Although the records relate to the Manor of Oddington they consist primarily of title deeds and there are no records commonly classed as manorial documents, hence the decision to catalogue them as an estate collection.

In addition to title deeds, the collection contains leases, wills and a large number of legal papers relating mostly to Chancery actions.

At the time of cataloguing, the collection was in a disordered state. However, it appears that most of the documents have been collected and preserved as evidence of title (possibly because of the 'ruinous series of Chancery suits' referred to in the Victoria County History for Oxfordshire, Vol 6, pp 278-9). Therefore, in accordance with a professional scheme for the arrangement of estate records (see Journal of the Society of Archivists, vol 13 No 1, Spring 1992, pp 1-7) and in-house cataloguing principles, all records forming evidence of title - excluding the Chancery papers - have been catalogued within a single chronological series.

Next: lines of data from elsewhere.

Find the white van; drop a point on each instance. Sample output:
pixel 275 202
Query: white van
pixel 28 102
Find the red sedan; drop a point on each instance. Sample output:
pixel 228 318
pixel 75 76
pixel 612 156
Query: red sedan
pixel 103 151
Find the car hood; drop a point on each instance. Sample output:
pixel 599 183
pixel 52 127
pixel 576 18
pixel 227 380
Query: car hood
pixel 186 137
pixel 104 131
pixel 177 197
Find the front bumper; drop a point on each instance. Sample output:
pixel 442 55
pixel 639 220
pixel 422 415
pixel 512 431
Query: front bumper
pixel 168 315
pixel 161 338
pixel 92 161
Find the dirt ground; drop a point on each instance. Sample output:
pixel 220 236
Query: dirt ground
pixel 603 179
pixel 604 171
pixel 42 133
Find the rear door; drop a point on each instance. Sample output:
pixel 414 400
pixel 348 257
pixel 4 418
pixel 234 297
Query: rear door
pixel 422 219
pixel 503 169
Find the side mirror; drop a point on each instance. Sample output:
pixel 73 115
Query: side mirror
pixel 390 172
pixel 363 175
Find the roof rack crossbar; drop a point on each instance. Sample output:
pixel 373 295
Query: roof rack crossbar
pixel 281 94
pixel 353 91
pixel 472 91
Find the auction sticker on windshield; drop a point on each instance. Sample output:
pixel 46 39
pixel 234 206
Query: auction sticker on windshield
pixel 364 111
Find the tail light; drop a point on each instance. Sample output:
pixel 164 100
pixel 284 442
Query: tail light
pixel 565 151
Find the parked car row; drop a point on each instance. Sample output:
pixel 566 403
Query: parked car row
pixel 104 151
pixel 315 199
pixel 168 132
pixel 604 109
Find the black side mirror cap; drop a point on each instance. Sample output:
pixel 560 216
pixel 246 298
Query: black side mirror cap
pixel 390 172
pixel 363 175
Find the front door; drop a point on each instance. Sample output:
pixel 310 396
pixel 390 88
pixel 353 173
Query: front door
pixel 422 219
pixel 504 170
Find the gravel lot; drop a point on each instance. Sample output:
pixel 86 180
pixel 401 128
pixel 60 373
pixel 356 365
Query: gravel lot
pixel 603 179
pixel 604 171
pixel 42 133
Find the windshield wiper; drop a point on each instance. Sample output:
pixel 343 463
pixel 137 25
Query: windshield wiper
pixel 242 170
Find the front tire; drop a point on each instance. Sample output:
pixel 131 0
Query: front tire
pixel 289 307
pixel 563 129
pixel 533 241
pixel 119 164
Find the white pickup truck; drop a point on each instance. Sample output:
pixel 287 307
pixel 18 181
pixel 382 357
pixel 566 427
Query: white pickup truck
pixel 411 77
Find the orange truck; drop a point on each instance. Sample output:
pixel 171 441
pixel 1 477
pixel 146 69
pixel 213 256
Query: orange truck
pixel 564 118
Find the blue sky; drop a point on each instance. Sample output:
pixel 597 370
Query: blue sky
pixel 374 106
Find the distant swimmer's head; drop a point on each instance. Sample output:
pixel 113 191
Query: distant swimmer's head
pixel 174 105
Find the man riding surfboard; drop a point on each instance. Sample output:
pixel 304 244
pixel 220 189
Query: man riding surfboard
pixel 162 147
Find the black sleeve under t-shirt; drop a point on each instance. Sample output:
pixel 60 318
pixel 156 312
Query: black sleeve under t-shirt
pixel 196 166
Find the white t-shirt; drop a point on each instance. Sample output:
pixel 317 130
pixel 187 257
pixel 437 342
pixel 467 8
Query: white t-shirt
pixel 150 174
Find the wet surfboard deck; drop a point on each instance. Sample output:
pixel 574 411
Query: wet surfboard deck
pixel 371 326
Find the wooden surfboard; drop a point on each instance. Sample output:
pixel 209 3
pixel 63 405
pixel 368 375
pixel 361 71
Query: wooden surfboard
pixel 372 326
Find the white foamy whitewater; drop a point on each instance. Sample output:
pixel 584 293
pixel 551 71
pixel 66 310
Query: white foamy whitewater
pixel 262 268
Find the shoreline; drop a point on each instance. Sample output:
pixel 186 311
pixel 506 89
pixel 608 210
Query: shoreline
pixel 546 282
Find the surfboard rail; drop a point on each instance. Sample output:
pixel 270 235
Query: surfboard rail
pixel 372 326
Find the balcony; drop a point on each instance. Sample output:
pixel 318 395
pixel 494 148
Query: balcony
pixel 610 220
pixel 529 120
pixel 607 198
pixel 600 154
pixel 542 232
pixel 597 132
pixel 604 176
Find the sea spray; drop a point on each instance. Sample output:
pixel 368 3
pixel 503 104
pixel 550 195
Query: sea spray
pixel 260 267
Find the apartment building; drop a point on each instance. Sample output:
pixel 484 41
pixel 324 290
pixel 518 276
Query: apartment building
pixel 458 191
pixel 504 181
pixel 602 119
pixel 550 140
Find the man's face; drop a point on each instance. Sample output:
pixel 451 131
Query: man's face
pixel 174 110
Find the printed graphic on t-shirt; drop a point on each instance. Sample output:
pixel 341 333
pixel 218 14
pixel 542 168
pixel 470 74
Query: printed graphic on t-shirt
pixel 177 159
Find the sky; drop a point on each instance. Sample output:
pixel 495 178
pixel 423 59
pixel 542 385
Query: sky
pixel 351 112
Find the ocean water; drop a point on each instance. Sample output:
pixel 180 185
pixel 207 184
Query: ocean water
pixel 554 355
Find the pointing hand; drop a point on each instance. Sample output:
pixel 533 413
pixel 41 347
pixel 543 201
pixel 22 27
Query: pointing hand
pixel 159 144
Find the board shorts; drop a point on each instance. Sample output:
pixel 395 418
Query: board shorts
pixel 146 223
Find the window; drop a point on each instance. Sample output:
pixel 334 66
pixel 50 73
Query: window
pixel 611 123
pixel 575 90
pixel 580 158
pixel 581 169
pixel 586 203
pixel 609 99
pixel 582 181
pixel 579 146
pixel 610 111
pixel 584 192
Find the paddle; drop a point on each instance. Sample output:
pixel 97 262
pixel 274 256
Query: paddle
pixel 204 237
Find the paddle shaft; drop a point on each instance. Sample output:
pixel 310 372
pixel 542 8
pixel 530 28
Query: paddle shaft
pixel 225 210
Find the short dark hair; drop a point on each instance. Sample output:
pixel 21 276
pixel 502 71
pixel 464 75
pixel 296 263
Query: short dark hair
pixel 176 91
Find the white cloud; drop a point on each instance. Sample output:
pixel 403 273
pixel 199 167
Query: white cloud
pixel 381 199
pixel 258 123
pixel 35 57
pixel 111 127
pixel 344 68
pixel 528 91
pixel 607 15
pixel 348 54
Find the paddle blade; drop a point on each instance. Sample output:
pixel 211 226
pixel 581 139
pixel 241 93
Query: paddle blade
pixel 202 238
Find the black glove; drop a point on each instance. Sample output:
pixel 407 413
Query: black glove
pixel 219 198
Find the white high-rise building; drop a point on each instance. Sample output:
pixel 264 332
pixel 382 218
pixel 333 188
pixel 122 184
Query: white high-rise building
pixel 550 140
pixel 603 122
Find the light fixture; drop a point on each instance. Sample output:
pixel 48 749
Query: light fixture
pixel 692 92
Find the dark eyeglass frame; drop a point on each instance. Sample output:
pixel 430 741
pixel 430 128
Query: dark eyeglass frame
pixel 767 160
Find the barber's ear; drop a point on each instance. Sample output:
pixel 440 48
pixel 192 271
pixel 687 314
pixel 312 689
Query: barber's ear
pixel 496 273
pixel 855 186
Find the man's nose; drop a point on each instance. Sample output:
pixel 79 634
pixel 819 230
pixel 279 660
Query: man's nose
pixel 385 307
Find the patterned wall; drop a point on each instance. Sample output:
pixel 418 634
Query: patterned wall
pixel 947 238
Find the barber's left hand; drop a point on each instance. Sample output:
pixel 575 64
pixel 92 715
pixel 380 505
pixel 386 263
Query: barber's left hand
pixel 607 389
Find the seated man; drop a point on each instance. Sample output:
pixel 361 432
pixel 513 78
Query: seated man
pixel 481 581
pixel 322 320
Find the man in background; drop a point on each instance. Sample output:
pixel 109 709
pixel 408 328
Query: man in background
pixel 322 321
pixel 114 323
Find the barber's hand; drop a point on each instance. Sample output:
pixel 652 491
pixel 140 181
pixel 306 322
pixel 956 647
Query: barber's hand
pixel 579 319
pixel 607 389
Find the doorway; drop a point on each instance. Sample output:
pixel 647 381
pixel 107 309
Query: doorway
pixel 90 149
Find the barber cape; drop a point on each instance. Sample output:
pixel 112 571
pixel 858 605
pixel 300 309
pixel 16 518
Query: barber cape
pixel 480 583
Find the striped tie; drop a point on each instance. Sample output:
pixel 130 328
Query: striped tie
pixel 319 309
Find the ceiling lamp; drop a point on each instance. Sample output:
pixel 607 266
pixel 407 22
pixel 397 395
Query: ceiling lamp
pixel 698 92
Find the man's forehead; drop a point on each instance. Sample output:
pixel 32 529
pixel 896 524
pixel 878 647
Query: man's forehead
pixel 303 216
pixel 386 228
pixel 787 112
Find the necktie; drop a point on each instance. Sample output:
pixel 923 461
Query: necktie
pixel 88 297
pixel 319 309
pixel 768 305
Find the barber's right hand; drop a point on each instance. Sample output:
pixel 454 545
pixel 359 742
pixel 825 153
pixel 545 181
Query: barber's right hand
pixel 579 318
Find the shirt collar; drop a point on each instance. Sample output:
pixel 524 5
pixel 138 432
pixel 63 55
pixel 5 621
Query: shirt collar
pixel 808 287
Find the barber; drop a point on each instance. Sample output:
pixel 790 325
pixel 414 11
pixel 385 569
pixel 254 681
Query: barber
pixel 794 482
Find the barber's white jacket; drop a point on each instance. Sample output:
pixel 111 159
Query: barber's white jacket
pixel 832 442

At the time of cataloguing, the Chancery papers were found in a state bearing no relation to their original organisation. This point is verified by the existence of numbered labels which were found attached to individual documents or bundles the contents of which bore little or no resemblance to the information on the label. The organisation of the Chancery papers into numbered bundles seems to have post-dated the creation of the documents themselves. By examining the information in the documents an attempt has been made to re-create this structure although the results must be regarded as provisional as it has not been possible to identify the precise origins of every document.

The history of the title of the Manor is complex and no attempt is made to explain it in detail here. It was the subject of several mortgages and Chancery suits involving its seventeenth-century owners, the Poure and Ewer families. In 1673 the Manor was purchased by Dr Edmund Dickenson, a physician at Oxford University, and passed through his daughter to the Blomberg family. It was purchased by Anthony Sawyer of Heywood (Berks) in 1771 and remained in the family thereafter. A fuller account of these events can be found in the VCH pages referred to above.

In addition to the complex history of the title the collection provides a unique insight into seventeenth-century legal processes particularly those connected with the Court of Chancery. A useful guide to Chancery proceedings can be found in The National Archives legal records information sheets Nos. 22 & 39.

The collection was deposited in Oxfordshire Record Office in October 2001 as Accession No. 4915.